Everyone wants to talk quarterback controversy at Oregon. The truth may be that this position is also a strength of the team. Bellotti acknowledged that quarterbacks, senior Jason Fife and sophomore Kellen Clemens, are "equal." He also said that he didn't know when one would emerge as the starter. It could be in fall camp, in the first game or in the middle of the season. Bellotti also didn't rule out splitting playing time between both quarterbacks throughout the year. The fact that Bellotti has two quality quarterbacks to choose from bodes well for the team particularly given what Bellotti had to say about Fife who started all regular season games last year.

"Jason Fife's statistics are better than Joey Harrington's for a junior year," said Bellotti. "He passed for more touchdowns, was a higher rated quarterback, (with) greater passing efficiency."

But Harrington was a winner, a leader who no matter the circumstances could find a way to win.

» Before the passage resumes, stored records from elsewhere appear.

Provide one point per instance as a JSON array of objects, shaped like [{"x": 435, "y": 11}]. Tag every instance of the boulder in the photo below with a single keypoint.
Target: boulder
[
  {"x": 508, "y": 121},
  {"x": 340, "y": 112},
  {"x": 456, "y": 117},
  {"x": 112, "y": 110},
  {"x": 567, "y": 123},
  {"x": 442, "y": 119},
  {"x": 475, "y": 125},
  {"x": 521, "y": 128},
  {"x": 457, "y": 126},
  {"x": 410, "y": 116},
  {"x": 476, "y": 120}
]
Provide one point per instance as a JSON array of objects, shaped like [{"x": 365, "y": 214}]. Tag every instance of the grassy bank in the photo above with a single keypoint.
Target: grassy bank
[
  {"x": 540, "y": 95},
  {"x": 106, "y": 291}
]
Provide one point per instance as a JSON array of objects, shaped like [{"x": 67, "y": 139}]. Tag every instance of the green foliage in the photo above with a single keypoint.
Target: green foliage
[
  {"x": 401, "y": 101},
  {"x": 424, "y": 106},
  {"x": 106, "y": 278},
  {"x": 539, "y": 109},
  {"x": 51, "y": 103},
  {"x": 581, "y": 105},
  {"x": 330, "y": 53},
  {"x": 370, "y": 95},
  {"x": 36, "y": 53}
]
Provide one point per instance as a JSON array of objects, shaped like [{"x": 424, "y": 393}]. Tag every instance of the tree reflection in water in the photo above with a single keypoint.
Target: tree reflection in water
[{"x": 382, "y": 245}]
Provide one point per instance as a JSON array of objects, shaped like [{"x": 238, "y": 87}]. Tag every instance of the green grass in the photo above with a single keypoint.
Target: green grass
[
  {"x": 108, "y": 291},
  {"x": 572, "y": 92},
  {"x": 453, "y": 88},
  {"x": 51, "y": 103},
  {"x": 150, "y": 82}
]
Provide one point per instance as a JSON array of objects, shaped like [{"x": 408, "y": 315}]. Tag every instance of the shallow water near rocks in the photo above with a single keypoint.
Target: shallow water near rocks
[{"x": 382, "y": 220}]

He had that mental toughness Bellotti keeps talking about in spades.

The Oregon pass defense was definitely an Achilles heel for the team last year. The Ducks were ranked 115th in the nation in the statistic with many teams simply shredding Oregon's new cornerback starters then junior Steven Moore and true freshman Aaron Gipson. Both these players have another year under their belt and a new defensive secondary coach, John Neal, to lead them.

"On the defensive side of the ball we talked about the fact that we need to play better pass defense," said Bellotti. "This is a total team commitment, not just a particular position although we certainly want to see better play at the cornerback position and we brought in an infusion of junior college talent and high school speed to that position."

Bellotti is speaking of transfers Marc Walker and Rodney Woods, both highly decorated junior college players, and incoming freshman Ryan Gilliam and Kyle Weatherspoon who both possess 10.6 second 100 meter speed or better. Lucky for the Ducks, it has been my understanding, that cornerback is one position in college football that doesn't necessarily require years of experience or extensive knowledge of the playbook to be immediately effective. It is more of a position of isolation that requires innate skills that can be displayed very early. This is why many Oregon great cornerbacks of the past could come in and play the position very early in their careers including players such as Alex Molden, Kenny Wheaton and Rashad Bauman. Perhaps one of the newcomers has this kind of ability and perhaps one more year of experience can spell all the difference for the players who faced trial by fire last year.

I think the quiet affirmation that appears to be percolating at Oregon this fall could go a long way towards establishing what Bellotti calls the necessary "chemistry, camaraderie and commitment that makes great teams." Today, there is no boast, no hype, no heightened expectations, just a look in the eye, a modest courtesy that doesn't belie the true underlying traits of a quality program made up of quality individuals.